Total genomic DNA was extracted from fresh frozen tissue of all samples using the TIANamp Genomic DNA Kit (Tiangen Biotech, Beijing, China). HPV detection and genotyping were done using the Human Papillomavirus (HPV) Genotyping Real-Time PCR Kit (Liferiver Bio-Tech, CA, United States). The Luminex bead-based genotyping approach allows for the diagnosis of 15 high-risk forms (16, 18, 31, 33, 35, 39, 45, 51, 52, 56, 58, 59, 68, 73, and 82) and six low-risk types (6, 11, 42, 43, 44, and 70), according to the manufacturer’s instructions. The HPV genotypes were categorized as HR‑HPV or LR‑HPV based on the scheme opined by Dunne et al.

Statistical analysis

SPSS software (version 22.0; SPSS, Inc., Chicago, IL, USA) was used for statistical analysis. Fischer's tests and non-parametric Mann–Whitney's test were used for univariate analysis. P < 0.05 was considered to indicate a statistically significant difference (Table 1).

Results

HPV DNA status

3 (18.75%) patients were HPV + based on PCR results (Table 2). Only in 3 (18.75%) cases did the PCR result match the positive p16INK4a staining (Table 2). In 5 (31.25%) cases, p16INK4a staining was positive, but the PCR result was negative (Table 2).
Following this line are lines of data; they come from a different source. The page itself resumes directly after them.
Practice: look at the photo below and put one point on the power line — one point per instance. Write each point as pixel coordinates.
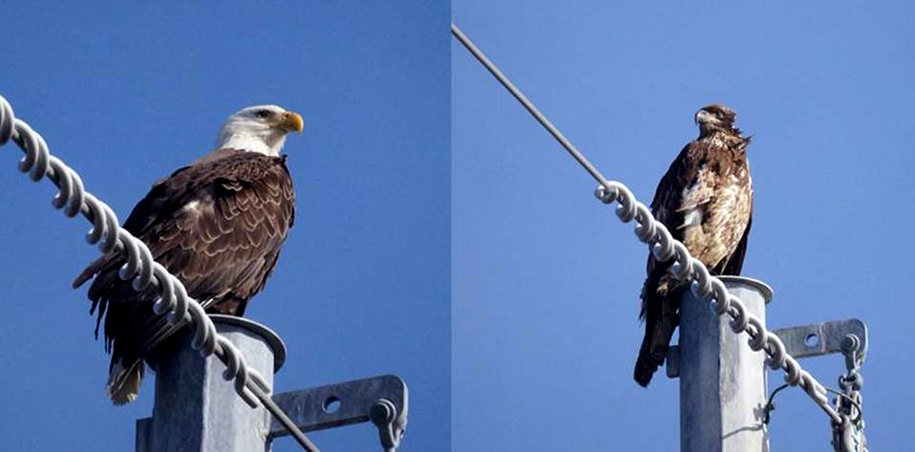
(664, 247)
(174, 302)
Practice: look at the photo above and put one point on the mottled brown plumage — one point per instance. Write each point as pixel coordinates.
(705, 200)
(218, 225)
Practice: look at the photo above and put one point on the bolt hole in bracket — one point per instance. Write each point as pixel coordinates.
(816, 339)
(806, 341)
(381, 400)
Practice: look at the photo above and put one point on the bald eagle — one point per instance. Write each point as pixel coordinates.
(217, 225)
(706, 201)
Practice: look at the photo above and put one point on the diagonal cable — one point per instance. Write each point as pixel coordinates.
(174, 303)
(664, 247)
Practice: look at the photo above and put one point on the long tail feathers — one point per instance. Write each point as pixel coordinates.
(124, 382)
(659, 328)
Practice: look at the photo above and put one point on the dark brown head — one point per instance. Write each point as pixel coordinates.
(716, 118)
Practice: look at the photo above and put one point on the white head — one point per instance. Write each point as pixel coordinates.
(261, 128)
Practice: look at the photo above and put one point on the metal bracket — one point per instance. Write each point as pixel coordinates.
(815, 339)
(382, 400)
(825, 338)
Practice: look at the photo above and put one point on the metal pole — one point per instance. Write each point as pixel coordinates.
(722, 381)
(195, 408)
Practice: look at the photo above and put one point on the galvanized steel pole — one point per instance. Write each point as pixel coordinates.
(722, 381)
(196, 408)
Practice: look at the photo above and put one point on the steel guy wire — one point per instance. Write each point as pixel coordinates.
(174, 301)
(664, 247)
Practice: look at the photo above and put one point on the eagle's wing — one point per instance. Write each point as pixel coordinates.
(217, 225)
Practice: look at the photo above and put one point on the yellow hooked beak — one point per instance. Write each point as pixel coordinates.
(292, 121)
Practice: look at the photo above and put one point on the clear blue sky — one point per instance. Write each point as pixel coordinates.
(127, 93)
(545, 278)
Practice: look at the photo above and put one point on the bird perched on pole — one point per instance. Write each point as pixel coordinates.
(706, 201)
(218, 225)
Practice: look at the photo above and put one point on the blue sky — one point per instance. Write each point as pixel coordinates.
(125, 94)
(545, 278)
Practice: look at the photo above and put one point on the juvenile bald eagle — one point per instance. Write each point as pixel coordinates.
(706, 201)
(218, 225)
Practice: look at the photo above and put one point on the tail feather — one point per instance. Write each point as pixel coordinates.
(124, 382)
(660, 322)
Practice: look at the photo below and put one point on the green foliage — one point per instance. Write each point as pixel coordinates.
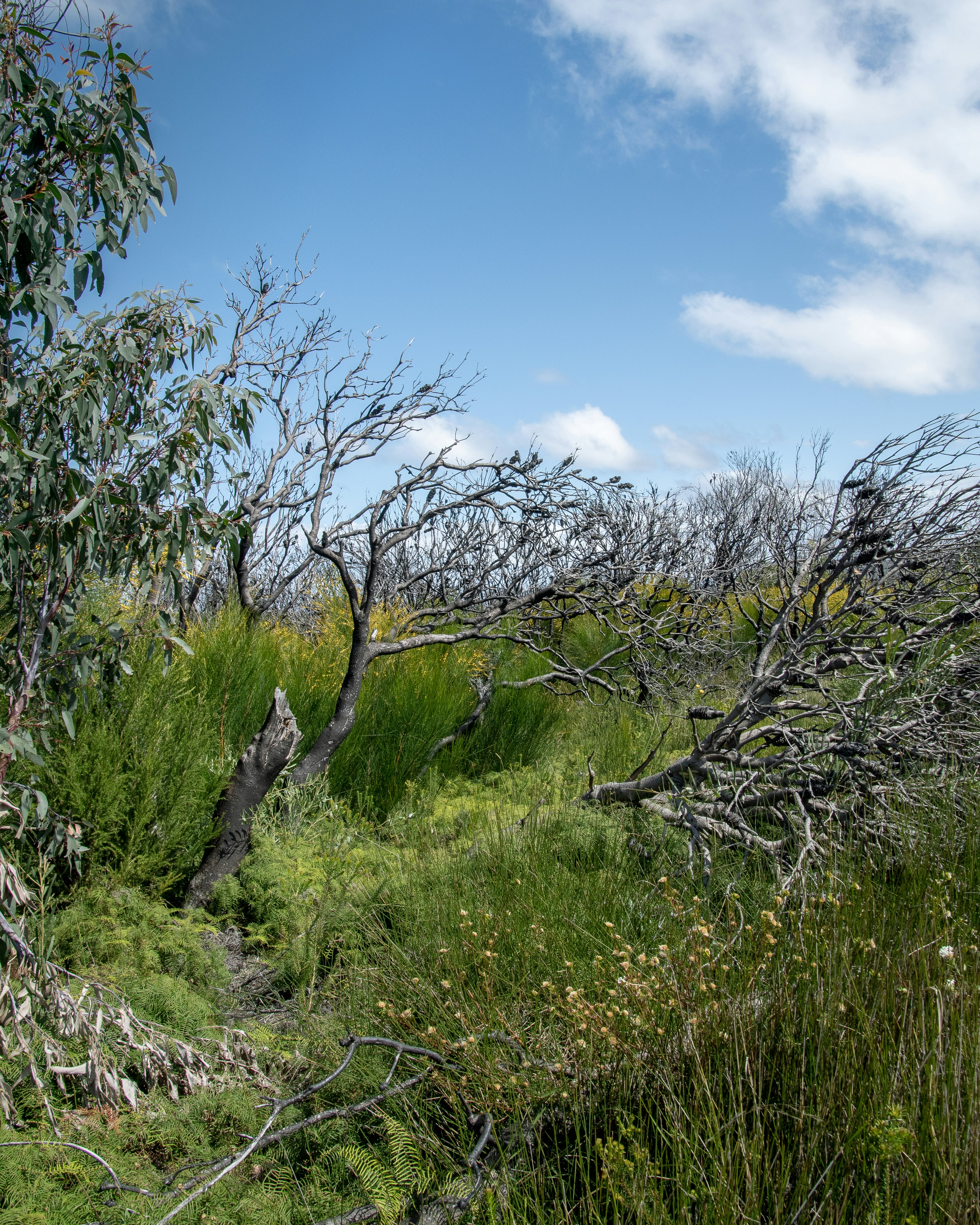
(151, 755)
(79, 168)
(152, 955)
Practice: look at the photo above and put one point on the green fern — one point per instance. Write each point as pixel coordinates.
(406, 1158)
(390, 1179)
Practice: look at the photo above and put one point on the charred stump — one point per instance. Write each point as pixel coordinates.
(257, 771)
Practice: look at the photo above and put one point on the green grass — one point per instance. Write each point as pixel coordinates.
(152, 755)
(723, 1059)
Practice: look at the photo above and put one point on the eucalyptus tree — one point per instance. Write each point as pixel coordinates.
(107, 429)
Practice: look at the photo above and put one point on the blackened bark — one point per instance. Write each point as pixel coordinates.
(257, 771)
(338, 728)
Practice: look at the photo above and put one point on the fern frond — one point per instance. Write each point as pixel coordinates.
(379, 1185)
(406, 1156)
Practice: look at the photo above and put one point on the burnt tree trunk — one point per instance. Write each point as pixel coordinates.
(257, 771)
(338, 728)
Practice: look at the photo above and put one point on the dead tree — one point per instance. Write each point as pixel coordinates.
(840, 642)
(258, 770)
(454, 550)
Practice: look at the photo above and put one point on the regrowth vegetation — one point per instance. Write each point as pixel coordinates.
(548, 849)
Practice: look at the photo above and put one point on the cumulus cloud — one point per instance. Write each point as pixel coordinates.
(590, 432)
(870, 330)
(876, 107)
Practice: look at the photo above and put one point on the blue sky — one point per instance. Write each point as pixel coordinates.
(663, 229)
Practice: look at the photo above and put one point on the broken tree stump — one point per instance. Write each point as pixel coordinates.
(257, 771)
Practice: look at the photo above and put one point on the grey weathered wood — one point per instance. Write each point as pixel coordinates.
(257, 771)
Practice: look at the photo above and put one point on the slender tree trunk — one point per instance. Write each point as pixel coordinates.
(257, 771)
(244, 581)
(338, 728)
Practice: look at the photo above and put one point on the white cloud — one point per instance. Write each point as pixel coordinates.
(587, 430)
(680, 453)
(870, 330)
(878, 111)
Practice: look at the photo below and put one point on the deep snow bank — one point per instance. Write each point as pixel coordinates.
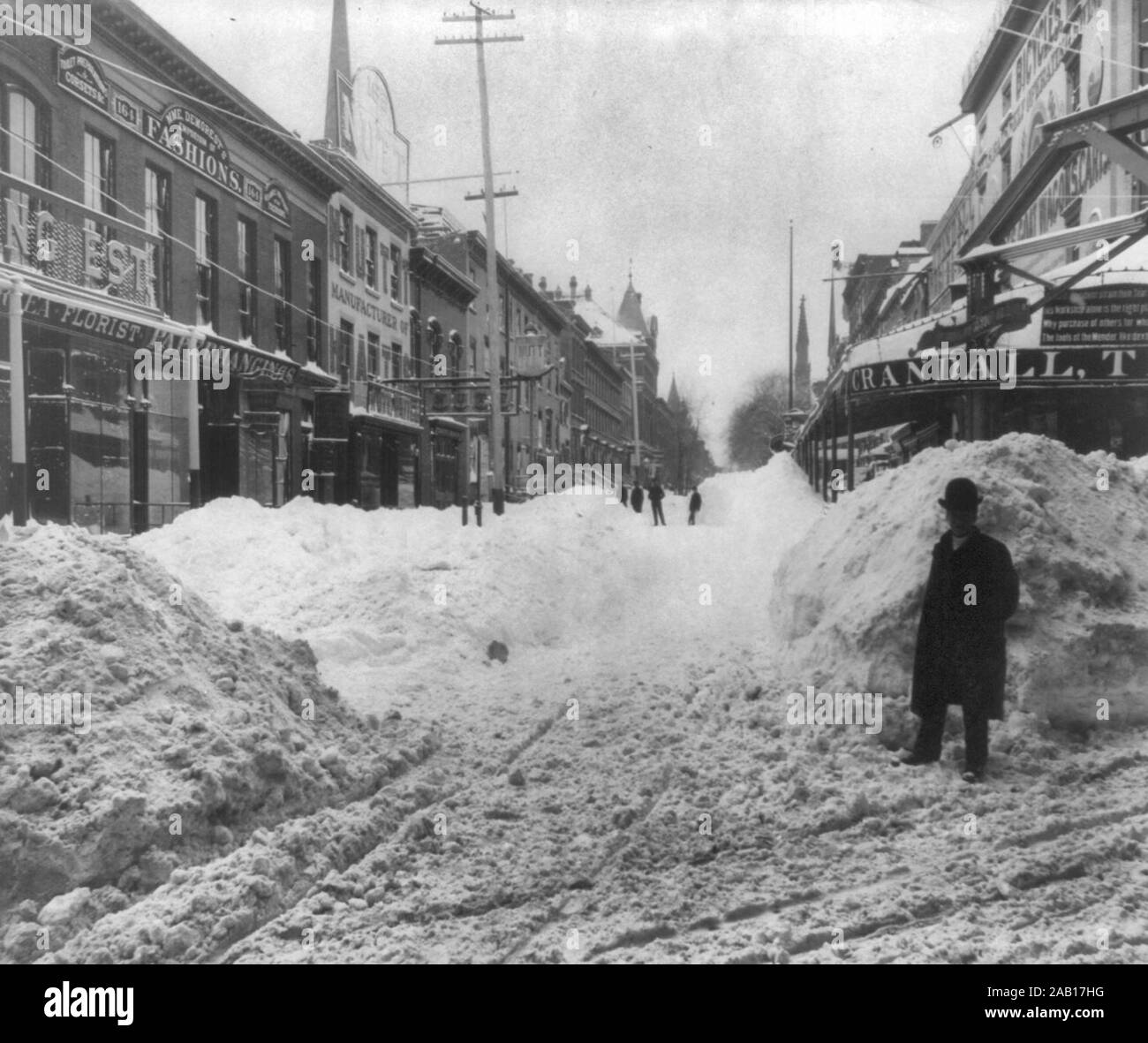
(187, 736)
(849, 596)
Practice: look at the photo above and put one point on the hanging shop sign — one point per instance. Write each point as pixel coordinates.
(1106, 315)
(240, 361)
(80, 75)
(1001, 317)
(469, 397)
(178, 129)
(76, 318)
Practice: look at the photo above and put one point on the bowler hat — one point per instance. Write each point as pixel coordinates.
(961, 495)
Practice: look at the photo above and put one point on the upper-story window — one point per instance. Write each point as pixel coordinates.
(207, 244)
(372, 259)
(397, 272)
(313, 312)
(1072, 83)
(245, 256)
(26, 147)
(99, 178)
(345, 233)
(157, 221)
(280, 261)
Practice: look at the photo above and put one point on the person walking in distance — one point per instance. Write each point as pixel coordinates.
(695, 504)
(972, 588)
(655, 496)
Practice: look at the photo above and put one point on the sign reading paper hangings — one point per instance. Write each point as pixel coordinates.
(178, 129)
(1106, 315)
(1001, 317)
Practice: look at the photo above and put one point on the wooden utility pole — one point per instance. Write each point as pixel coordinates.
(497, 487)
(791, 314)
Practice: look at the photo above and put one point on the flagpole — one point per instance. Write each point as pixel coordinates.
(791, 314)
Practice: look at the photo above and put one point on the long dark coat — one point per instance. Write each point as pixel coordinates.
(960, 656)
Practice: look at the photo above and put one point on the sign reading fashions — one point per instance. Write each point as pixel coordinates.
(1106, 315)
(178, 129)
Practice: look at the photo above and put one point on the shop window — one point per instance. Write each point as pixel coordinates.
(1072, 83)
(313, 310)
(24, 148)
(345, 343)
(374, 356)
(206, 260)
(245, 259)
(157, 221)
(372, 259)
(397, 266)
(280, 260)
(345, 231)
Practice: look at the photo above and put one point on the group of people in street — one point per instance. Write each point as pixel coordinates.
(654, 493)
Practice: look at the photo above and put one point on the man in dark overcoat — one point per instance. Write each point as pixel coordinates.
(972, 588)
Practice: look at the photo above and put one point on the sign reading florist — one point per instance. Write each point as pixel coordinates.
(178, 129)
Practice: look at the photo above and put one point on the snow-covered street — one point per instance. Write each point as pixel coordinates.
(624, 787)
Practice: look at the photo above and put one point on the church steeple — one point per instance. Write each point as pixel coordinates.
(339, 133)
(630, 313)
(802, 359)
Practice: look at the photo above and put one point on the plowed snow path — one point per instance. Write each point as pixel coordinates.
(676, 817)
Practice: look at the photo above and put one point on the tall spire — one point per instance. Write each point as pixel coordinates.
(339, 65)
(630, 312)
(802, 361)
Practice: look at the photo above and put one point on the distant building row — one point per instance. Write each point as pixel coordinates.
(147, 206)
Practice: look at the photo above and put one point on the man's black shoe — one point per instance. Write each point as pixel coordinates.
(914, 760)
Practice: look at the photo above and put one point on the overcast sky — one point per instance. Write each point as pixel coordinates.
(684, 134)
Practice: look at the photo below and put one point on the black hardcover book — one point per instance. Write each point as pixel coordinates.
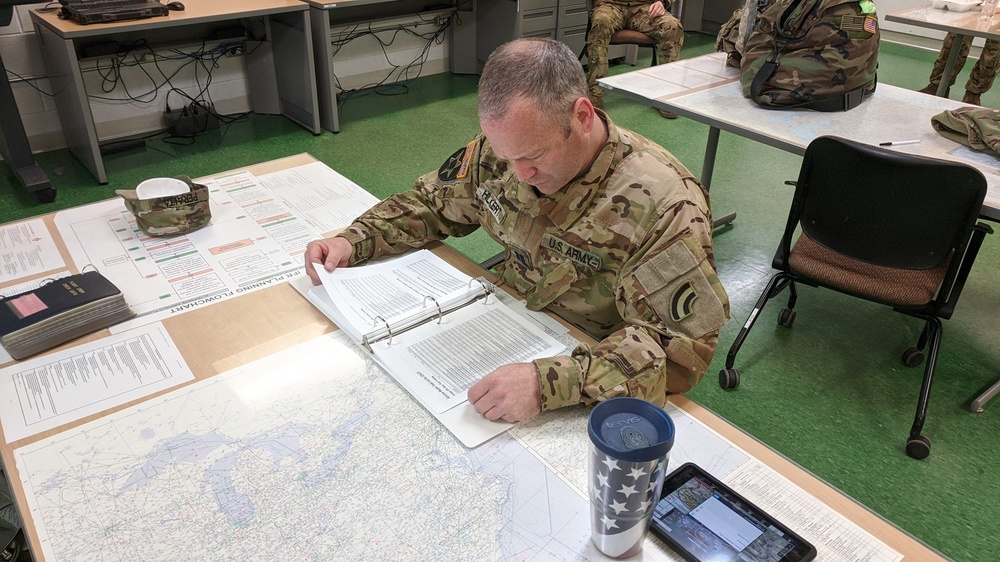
(58, 312)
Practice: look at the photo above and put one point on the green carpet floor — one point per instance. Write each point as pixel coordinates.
(830, 393)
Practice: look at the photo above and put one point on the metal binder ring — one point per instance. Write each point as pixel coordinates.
(440, 314)
(487, 290)
(387, 328)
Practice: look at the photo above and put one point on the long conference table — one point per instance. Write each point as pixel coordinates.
(335, 460)
(704, 89)
(282, 61)
(962, 24)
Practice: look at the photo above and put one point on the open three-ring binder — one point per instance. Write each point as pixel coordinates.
(434, 329)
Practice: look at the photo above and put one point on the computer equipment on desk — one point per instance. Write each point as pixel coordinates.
(105, 11)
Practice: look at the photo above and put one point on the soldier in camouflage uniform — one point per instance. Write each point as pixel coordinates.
(651, 18)
(602, 227)
(982, 75)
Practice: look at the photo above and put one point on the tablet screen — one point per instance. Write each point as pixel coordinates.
(707, 522)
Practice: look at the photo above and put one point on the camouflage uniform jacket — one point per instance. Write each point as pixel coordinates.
(624, 252)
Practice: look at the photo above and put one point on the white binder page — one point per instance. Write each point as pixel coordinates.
(438, 361)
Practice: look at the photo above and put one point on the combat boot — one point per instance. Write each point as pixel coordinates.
(932, 90)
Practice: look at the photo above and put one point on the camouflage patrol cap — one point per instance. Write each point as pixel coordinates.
(171, 215)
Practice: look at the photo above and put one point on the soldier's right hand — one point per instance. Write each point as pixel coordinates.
(331, 252)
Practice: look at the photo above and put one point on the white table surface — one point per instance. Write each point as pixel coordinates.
(704, 89)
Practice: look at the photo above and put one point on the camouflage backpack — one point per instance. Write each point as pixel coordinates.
(816, 54)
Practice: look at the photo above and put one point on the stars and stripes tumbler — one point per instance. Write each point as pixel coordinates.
(630, 441)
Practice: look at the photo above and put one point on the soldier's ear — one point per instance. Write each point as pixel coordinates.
(584, 113)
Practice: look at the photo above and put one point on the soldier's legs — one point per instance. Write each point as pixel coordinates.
(666, 29)
(604, 21)
(938, 70)
(983, 73)
(667, 32)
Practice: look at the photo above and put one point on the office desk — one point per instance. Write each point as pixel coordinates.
(962, 24)
(291, 69)
(14, 147)
(231, 335)
(704, 89)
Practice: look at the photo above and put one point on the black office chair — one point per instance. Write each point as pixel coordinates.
(623, 37)
(888, 227)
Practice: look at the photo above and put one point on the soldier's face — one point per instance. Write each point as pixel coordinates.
(537, 147)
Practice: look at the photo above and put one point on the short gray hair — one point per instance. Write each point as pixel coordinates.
(541, 70)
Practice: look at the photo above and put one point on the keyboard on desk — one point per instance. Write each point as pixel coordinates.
(104, 11)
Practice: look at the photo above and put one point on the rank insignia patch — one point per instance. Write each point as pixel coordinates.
(456, 167)
(682, 302)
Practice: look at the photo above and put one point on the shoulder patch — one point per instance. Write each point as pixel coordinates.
(457, 165)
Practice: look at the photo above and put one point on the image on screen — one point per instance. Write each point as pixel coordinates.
(716, 529)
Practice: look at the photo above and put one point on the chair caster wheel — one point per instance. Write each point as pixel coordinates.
(912, 357)
(918, 447)
(729, 378)
(786, 317)
(47, 195)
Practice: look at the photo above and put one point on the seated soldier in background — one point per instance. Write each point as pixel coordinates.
(651, 18)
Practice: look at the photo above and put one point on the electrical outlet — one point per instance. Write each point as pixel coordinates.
(194, 119)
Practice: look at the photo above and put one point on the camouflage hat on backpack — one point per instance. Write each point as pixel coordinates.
(173, 214)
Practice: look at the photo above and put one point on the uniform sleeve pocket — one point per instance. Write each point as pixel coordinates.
(677, 287)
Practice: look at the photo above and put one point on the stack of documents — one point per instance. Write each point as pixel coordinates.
(58, 312)
(436, 330)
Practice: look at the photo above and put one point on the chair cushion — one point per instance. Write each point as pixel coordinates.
(889, 285)
(629, 36)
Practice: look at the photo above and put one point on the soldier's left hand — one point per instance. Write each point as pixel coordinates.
(511, 393)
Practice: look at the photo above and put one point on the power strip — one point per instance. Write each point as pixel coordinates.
(191, 120)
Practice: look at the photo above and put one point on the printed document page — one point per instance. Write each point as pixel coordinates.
(395, 291)
(39, 394)
(439, 361)
(27, 249)
(257, 236)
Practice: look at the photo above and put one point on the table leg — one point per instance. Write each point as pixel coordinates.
(949, 66)
(14, 145)
(294, 68)
(711, 148)
(72, 103)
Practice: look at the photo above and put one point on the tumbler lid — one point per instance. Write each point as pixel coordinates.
(631, 429)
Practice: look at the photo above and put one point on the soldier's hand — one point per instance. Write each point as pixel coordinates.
(331, 252)
(511, 393)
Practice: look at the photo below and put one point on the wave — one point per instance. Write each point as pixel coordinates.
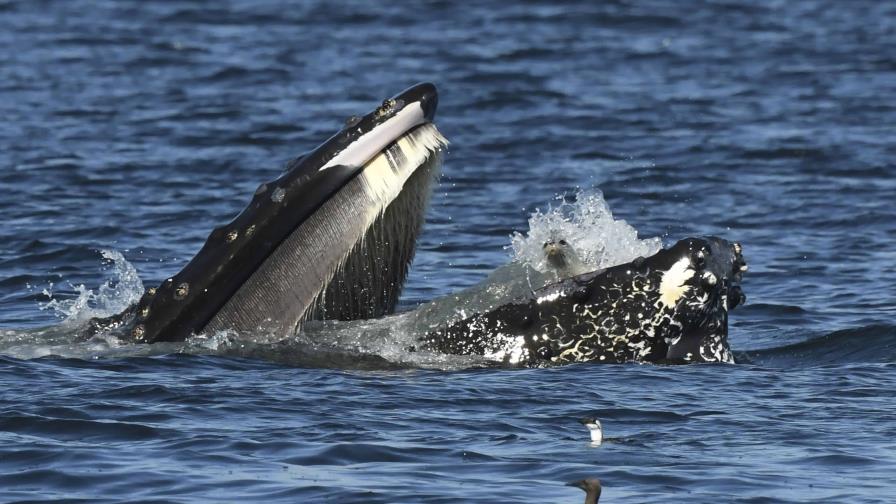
(582, 219)
(870, 343)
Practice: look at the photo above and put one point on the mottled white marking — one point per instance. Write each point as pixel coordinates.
(548, 298)
(673, 285)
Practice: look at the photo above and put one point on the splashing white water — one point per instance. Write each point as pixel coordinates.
(123, 289)
(587, 224)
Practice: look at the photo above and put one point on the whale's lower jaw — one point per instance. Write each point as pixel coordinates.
(671, 307)
(348, 260)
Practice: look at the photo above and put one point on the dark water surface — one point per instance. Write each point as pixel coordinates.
(137, 127)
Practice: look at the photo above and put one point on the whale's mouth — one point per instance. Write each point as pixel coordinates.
(331, 237)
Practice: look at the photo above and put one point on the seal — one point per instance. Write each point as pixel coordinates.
(671, 307)
(563, 259)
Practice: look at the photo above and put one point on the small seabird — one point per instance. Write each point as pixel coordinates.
(597, 433)
(592, 489)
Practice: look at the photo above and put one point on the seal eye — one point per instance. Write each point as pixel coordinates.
(700, 260)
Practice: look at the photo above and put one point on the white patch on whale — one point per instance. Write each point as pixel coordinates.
(673, 286)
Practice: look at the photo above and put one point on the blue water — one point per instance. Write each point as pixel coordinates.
(137, 127)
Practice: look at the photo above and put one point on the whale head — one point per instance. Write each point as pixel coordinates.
(700, 283)
(331, 237)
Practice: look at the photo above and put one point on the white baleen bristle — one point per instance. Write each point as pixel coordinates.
(384, 176)
(366, 282)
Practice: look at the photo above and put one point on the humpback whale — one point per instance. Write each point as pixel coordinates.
(332, 237)
(671, 307)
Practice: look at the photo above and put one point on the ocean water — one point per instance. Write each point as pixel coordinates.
(130, 129)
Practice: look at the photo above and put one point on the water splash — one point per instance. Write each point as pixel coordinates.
(587, 224)
(123, 289)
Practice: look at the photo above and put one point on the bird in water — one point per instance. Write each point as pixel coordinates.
(594, 427)
(563, 259)
(592, 489)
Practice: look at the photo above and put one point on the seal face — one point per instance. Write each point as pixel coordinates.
(563, 259)
(659, 309)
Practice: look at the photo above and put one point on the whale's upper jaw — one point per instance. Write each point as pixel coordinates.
(185, 303)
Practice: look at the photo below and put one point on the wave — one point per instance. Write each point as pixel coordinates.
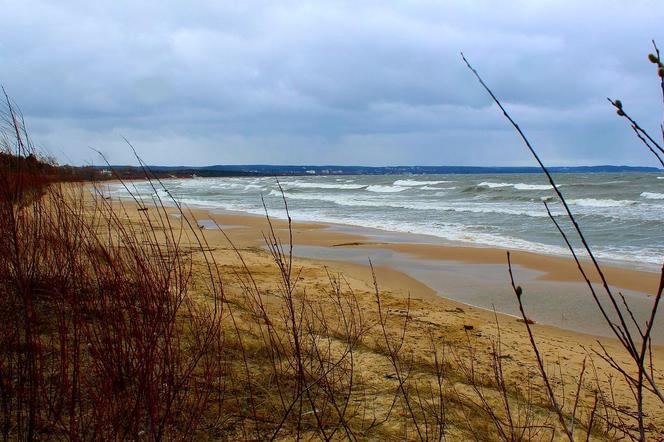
(417, 183)
(302, 185)
(652, 195)
(437, 188)
(494, 185)
(385, 189)
(592, 202)
(517, 186)
(522, 186)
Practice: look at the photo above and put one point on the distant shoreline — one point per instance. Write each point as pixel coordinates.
(259, 170)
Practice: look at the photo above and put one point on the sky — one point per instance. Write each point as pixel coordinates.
(339, 82)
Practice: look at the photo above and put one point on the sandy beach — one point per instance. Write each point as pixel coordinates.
(432, 316)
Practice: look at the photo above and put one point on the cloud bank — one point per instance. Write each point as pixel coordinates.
(337, 82)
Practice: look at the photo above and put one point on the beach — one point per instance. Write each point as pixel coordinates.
(434, 311)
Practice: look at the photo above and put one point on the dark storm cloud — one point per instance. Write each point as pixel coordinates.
(330, 82)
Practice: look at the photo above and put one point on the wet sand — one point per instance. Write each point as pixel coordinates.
(555, 293)
(438, 284)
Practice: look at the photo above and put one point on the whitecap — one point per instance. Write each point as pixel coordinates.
(417, 183)
(522, 186)
(303, 185)
(494, 185)
(592, 202)
(385, 189)
(652, 195)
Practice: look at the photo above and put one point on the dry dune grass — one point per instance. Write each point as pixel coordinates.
(122, 321)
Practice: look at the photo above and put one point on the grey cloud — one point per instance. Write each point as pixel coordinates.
(330, 82)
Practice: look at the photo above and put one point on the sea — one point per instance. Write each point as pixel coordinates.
(621, 214)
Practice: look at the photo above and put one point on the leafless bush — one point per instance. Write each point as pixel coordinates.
(634, 337)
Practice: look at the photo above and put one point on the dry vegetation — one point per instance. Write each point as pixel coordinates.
(118, 325)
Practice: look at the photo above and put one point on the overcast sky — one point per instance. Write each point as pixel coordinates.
(357, 82)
In summary, p16INK4a staining for diagnosing HPV is inadequately sensitive and specific.

Among the 3 HPV positive specimens, the most often diagnosed HPV type was HPV-16 (66.7%), followed by HPV-18 (33.3%). Low-risk type HPV DNA (HPV-6/11) was not found in all specimens.

Expression of p16INK4a and Ki-67 in EACSCC

Complete p16INK4a expression absence was seen in 8 of 16 (50%) EACSCC (Table 1). The remaining EACSCC were scored with varying extent as well as the pattern of p16INK4a expression (Fig. 1 and Table 1). As demonstrated in Table 1, a diffuse p16INK4a expression pattern was frequently observed in EACSCC. The 16 EACSCC were categorized as well to moderately differentiated (Fig. 1) as follows: G 1 (eight cases), G 2 (eight cases). It is pivotal to mention that all eight moderately-differentiated (G 2) EACSCC displayed p16INK4a positivity (Table 3). Comparing the well (G1) with moderately differentiated (G2) EACSCC, it was noted that all cases diagnosed as G2 presented more frequent p16INK4a positivity, whereas the G1 cases were p16INK4a negative (Table 3).

Table 1 p16INK4a and Ki-67 evaluation parameters in EACSCC
Fig. 1
figure 1

p16INK4a and Ki-67 expression in normal skin (A p16INK4a; B Ki-67), well differentiated squamous cell carcinoma (G1; C H&E stain; D p16INK4a; E Ki-67) and moderately differentiated squamous cell carcinoma (G2; F H&E stain; G p16INK4a, H Ki-67)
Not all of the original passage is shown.